Holocene ocean-atmosphere interactions and seasonal expression of the El Niño-Southern Oscillation

Holocene ocean-atmosphere interactions and seasonal expression of the El Niño-Southern Oscillation

M. K. Gagan, L. K. Ayliffe(1), W. S. Hantoro(2), D. Hopley(3), H. Scott-Gagan, C. D. Woodroffe(4), M. T. McCulloch

1) Laboratoire des Sciences du Climat et de l'Environnment, Gif-sur-Yvette cedex, France.
2) Research and Development Center for Geotechnology, Indonesian Institute of Sciences.
3) Coastal and Marine Consultancies Pty. Ltd., Townsville, Qld.
4) School of Geosciences, University of Wollongong, NSW.

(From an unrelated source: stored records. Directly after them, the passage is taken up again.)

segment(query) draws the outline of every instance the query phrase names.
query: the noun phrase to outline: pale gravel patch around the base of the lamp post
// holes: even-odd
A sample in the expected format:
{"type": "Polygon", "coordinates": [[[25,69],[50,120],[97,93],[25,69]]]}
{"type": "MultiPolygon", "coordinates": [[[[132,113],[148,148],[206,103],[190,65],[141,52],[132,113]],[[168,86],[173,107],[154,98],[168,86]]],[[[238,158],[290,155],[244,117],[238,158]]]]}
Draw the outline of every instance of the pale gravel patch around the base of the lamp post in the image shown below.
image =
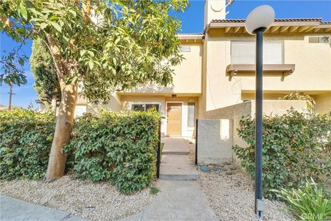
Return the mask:
{"type": "MultiPolygon", "coordinates": [[[[254,219],[254,188],[250,176],[233,168],[232,165],[221,167],[221,172],[199,171],[200,189],[210,202],[210,207],[222,221],[243,221],[254,219]],[[231,171],[232,175],[226,175],[231,171]]],[[[290,211],[284,209],[282,202],[265,200],[263,220],[285,221],[295,220],[290,211]]]]}

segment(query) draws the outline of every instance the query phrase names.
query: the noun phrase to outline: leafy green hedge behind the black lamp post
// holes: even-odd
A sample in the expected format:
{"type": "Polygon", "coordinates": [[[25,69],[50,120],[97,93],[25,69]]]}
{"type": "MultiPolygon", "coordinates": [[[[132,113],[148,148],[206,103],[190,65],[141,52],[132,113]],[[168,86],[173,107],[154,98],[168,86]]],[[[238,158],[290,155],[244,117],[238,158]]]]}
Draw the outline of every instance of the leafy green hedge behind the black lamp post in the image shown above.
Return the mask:
{"type": "MultiPolygon", "coordinates": [[[[255,123],[243,117],[237,129],[248,147],[233,147],[241,166],[254,176],[255,123]]],[[[331,112],[299,113],[290,109],[282,116],[263,118],[263,190],[304,187],[312,177],[321,182],[331,176],[331,112]]]]}

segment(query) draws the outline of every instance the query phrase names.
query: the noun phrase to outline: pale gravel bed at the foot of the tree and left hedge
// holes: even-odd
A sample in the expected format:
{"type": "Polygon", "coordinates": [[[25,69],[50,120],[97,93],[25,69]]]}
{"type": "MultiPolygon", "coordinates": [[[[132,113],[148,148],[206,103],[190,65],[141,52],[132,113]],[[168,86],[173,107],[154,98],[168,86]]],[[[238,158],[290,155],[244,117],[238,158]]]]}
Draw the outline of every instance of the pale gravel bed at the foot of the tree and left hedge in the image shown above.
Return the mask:
{"type": "Polygon", "coordinates": [[[88,220],[117,220],[145,209],[154,196],[150,188],[123,195],[109,182],[93,183],[63,176],[54,182],[0,181],[0,193],[88,220]]]}

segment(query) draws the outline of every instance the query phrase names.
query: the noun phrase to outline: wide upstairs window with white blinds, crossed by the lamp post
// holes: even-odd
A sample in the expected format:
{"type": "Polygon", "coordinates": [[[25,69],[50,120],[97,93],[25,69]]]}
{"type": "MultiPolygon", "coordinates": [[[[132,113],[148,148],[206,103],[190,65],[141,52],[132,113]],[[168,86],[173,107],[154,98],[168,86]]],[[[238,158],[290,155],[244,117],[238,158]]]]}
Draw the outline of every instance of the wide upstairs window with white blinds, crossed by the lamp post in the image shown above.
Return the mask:
{"type": "MultiPolygon", "coordinates": [[[[231,63],[235,65],[249,65],[255,63],[254,41],[231,41],[231,63]]],[[[263,43],[263,63],[283,63],[283,43],[263,43]]]]}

Changes in the magnitude and frequency of El Niño-Southern Oscillation (ENSO) events observed in instrumental records since the 1970s have generated considerable debate about recent ENSO behaviour, and the possibility that it may be responding to global warming. Ocean-atmosphere dynamics and atmospheric circulation are known to be particularly sensitive to large-scale changes in latitudinal temperature gradients. Thus there is intense interest in documenting ENSO variability since the mid-Holocene (~6,000 years ago), when climate boundary conditions were comparable to today, yet the seasonal distribution of insolation across Earth's surface was different because of precession of the equinoxes.

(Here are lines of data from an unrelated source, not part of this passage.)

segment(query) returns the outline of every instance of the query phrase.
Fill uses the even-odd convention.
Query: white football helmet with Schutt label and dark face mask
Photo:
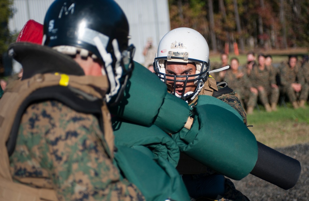
[[[169,75],[165,70],[167,61],[192,63],[196,66],[196,72],[191,75]],[[200,33],[192,28],[182,27],[173,29],[163,36],[155,58],[155,73],[163,82],[174,83],[167,84],[172,94],[185,101],[193,100],[204,86],[209,71],[209,47]],[[179,84],[176,86],[176,82],[183,83],[182,90],[179,90]],[[187,84],[192,82],[196,86],[195,90],[185,93]]]

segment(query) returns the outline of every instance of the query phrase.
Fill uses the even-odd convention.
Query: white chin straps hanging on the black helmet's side
[[[121,53],[118,48],[118,42],[116,39],[112,41],[112,46],[114,49],[114,54],[116,57],[116,65],[115,65],[115,72],[116,75],[113,73],[113,68],[112,68],[112,55],[110,53],[107,53],[105,50],[101,40],[99,37],[94,37],[93,41],[95,42],[95,46],[99,50],[99,53],[105,63],[105,69],[107,72],[108,80],[110,83],[110,92],[109,94],[106,94],[106,101],[109,102],[112,98],[113,95],[117,94],[119,88],[120,88],[120,78],[122,76],[122,68],[120,66],[120,61],[121,61]],[[105,71],[102,68],[102,74],[105,75]]]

A central issue limiting our understanding of the palaeo-ENSO is that it is not known if the precipitation anomalies in palaeorecords are directly related to changes in El Niño temperature anomalies in the tropical Pacific. Resolving the debate requires seasonal palaeoclimate data that are capable of revealing the relative magnitude of the oceanic and atmospheric signals diagnostic of the ENSO phenomenon. Coupled measurements of Sr/Ca and 18O/16O in coral skeletons provide a means for reconstructing 18O/16O in seawater, as well as temperature, by removal of the temperature component of the coral 18O/16O signal. In this study, we expand the coupled Sr/Ca-18O/16O technique to generate records of the seasonal cycle of seawater 18O/16O to examine the interaction of temperature, precipitation and evaporation during individual palaeo-ENSO events.

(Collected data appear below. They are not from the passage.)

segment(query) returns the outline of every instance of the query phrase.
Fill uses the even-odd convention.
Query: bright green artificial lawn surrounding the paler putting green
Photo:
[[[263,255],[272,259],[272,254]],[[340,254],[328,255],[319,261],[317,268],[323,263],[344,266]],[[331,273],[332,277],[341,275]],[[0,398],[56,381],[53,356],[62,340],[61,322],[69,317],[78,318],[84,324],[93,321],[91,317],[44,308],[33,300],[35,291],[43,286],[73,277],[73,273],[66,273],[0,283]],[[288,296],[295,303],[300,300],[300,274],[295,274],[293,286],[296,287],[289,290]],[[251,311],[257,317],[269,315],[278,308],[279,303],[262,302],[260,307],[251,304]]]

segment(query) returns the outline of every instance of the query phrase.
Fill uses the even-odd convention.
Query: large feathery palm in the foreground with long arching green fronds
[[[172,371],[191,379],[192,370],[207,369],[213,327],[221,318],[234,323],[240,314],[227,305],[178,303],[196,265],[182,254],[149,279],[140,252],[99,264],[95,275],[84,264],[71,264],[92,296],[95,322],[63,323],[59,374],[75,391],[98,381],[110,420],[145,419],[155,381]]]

We investigated the relationship between mean climate and ENSO using Holocene Porites coral colonies preserved in growth position on palaeo-reefs at Sumba (southern Indonesia) and Orpheus Island (central Great Barrier Reef). Bi-monthly resolution measurements of Sr/Ca and 18O/16O for these corals provide a history of off-equator warming of the surface ocean, enhanced evaporation in the austral spring, and reduced interannual variability of monsoon rainfall from 4,800 to 6,200 calendar years before present. Despite this different climate state, the ocean-atmosphere feedbacks diagnostic of the ENSO remain predictably phase-locked to the annual cycle. Yet, compared to ENSO behaviour of recent decades, the response of Australian monsoon precipitation to El Niño temperature anomalies is subdued in the mid-Holocene.

Records of skeletal 18O/16O for massive Porites microatolls from Christmas Island (Kiritimati) in the central equatorial Pacific provide high-resolution proxy records of ENSO variability since 3,800 years ago. The comparative histories indicate that ENSO anomalies were less intense between 3,800 and 2,800 years ago, and more pronounced 1,700 years ago.

Suppression of the ENSO during the mid-Holocene and amplification ~2,000 years ago are consistent with model predictions based on precessional changes in insolation seasonality. However, the abrupt onset of ENSO variability in the Late Holocene is unexpected, and appears to reflect stronger rainfall teleconnections. We propose that this shift in Late Holocene ENSO behaviour reflects enhanced interaction between the Southern Oscillation and the Intertropical Convergence Zone during. The suppressed ENSO-monsoon interaction observed during the mid-Holocene is best explained by enhanced south-easterly wind-driven divergence in the tropical Pacific, and northward displacement of the Intertropical Convergence Zone. Tighter coupling between the Southern Oscillation and a more southerly Intertropical Convergence Zone during the Late Holocene could serve to amplify ENSO precipitation variability.

The results suggest that large-scale changes in tropical atmospheric circulation can play an active role in modulating ENSO-monsoon interactions and the precipitation response to El Niño temperature anomalies. Transient greenhouse warming simulations suggest that the distribution of global warming will not be homogeneous in the 21st century, and that large-scale changes in surface temperature gradients and atmospheric circulation may result. Our findings predict that the impact of El Niño temperature anomalies on precipitation will evolve along with global climate change, even if El Niño temperature perturbations remain relatively stable.